Catherine T. Lo1, Andreas Jahn2, Wyatt N. Vreeland1, and Laurie E. Locascio1

1Biochemical Science Division, NIST Gaithersburg, MD 20899

2Semiconductor Electronics Division, NIST, Gaithersburg, MD 20899


Formation of noisome vesicles from non-ionic surfactants (i.e. sorbitan monoesters SPAN 60 and 80) was studied using hydrodynamic focusing technique in microfluidic formats.  These nanoscaled, multilamellar vesicles bear the same properties as liposomes and are an inexpensive alternative to liposomes as drug carrier systems [1].  However, traditional laboratory methods for noisome preparation require bulk mixing of two liquid phases and are not well-controlled, often resulting in niosome population with high polydispersity and inconsistent drug loading.  We, therefore, utilized engineering principles and advantages available at the microscale to precisely control the fluid flow and mixing of liquids, to formulate niosomes with reproducible size, size distribution, and drug encapsulation.
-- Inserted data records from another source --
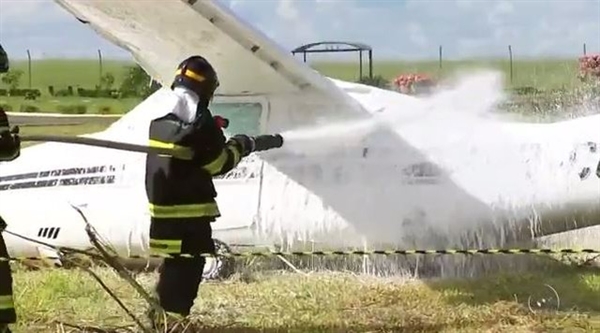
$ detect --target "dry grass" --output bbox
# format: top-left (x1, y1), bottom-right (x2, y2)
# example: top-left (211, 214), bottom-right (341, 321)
top-left (8, 256), bottom-right (600, 332)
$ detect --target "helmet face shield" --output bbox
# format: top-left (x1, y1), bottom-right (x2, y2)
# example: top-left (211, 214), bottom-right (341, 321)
top-left (171, 56), bottom-right (220, 100)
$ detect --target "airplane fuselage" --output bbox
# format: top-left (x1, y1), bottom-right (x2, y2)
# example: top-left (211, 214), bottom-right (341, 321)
top-left (0, 83), bottom-right (600, 264)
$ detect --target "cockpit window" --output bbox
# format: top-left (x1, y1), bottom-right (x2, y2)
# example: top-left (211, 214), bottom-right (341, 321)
top-left (210, 102), bottom-right (262, 137)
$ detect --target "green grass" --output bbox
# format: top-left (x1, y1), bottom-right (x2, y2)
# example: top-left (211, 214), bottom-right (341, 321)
top-left (10, 59), bottom-right (132, 89)
top-left (0, 95), bottom-right (141, 114)
top-left (0, 58), bottom-right (596, 114)
top-left (3, 58), bottom-right (579, 91)
top-left (9, 260), bottom-right (600, 333)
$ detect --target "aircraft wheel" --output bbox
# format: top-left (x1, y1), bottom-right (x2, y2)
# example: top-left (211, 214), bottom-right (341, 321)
top-left (202, 239), bottom-right (235, 280)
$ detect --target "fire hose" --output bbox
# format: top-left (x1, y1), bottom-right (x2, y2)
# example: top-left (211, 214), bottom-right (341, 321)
top-left (19, 134), bottom-right (283, 159)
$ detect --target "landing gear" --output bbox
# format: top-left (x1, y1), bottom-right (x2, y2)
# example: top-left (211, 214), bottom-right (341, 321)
top-left (202, 239), bottom-right (235, 280)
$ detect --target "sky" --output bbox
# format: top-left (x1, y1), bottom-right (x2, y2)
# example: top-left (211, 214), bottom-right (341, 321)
top-left (0, 0), bottom-right (600, 60)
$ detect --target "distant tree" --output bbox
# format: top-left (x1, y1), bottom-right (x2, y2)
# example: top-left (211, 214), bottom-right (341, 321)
top-left (100, 73), bottom-right (115, 90)
top-left (120, 65), bottom-right (160, 98)
top-left (2, 69), bottom-right (23, 90)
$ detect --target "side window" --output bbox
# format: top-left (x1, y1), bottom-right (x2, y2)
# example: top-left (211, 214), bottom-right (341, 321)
top-left (210, 102), bottom-right (262, 137)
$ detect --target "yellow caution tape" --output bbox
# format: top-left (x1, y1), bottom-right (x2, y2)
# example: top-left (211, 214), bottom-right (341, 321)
top-left (0, 248), bottom-right (600, 262)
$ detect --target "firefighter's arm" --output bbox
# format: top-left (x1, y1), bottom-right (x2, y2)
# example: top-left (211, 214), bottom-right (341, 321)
top-left (192, 117), bottom-right (252, 176)
top-left (0, 108), bottom-right (21, 162)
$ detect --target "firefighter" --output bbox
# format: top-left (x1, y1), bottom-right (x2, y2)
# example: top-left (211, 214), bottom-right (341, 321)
top-left (146, 56), bottom-right (283, 326)
top-left (0, 108), bottom-right (21, 333)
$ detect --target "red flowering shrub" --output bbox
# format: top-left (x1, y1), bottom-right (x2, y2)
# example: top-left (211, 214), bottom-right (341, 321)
top-left (579, 54), bottom-right (600, 80)
top-left (393, 74), bottom-right (435, 95)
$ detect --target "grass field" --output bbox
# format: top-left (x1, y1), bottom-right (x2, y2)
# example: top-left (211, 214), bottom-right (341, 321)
top-left (0, 59), bottom-right (592, 113)
top-left (14, 255), bottom-right (600, 333)
top-left (4, 58), bottom-right (579, 91)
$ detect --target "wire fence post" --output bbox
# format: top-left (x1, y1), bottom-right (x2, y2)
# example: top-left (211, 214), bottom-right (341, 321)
top-left (508, 45), bottom-right (513, 84)
top-left (27, 49), bottom-right (31, 89)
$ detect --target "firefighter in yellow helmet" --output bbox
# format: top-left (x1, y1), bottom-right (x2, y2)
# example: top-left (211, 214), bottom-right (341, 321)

Niosomes in this study were composed of SPAN, cholesterol, and dicetyl phosphate dissolved in isopropyl alcohol in the molar ratio of 47.5:47.5:5.0.  The alcohol stream was hydrodynamically focused between two streams of phosphate buffered saline, to direct the formation of vesicles in a microfluidic channel.  The laminar flow in the microchannel enabled controlled diffusive mixing at the two liquid interfaces where the surfactant assembled into vesicles [2].  The niosomes formed by the microfluidic process were characterized using asymmetric field-flow fractionation combined with light scattering.  We observed that the vesicle size and size distribution are tunable by adjusting the flow rate ratio (between the aqueous and alcohol streams) of the microfluidic system.


[1] T. Yoshioka et al., Internat. Journal of Pharm., 105, 1-6, (1994)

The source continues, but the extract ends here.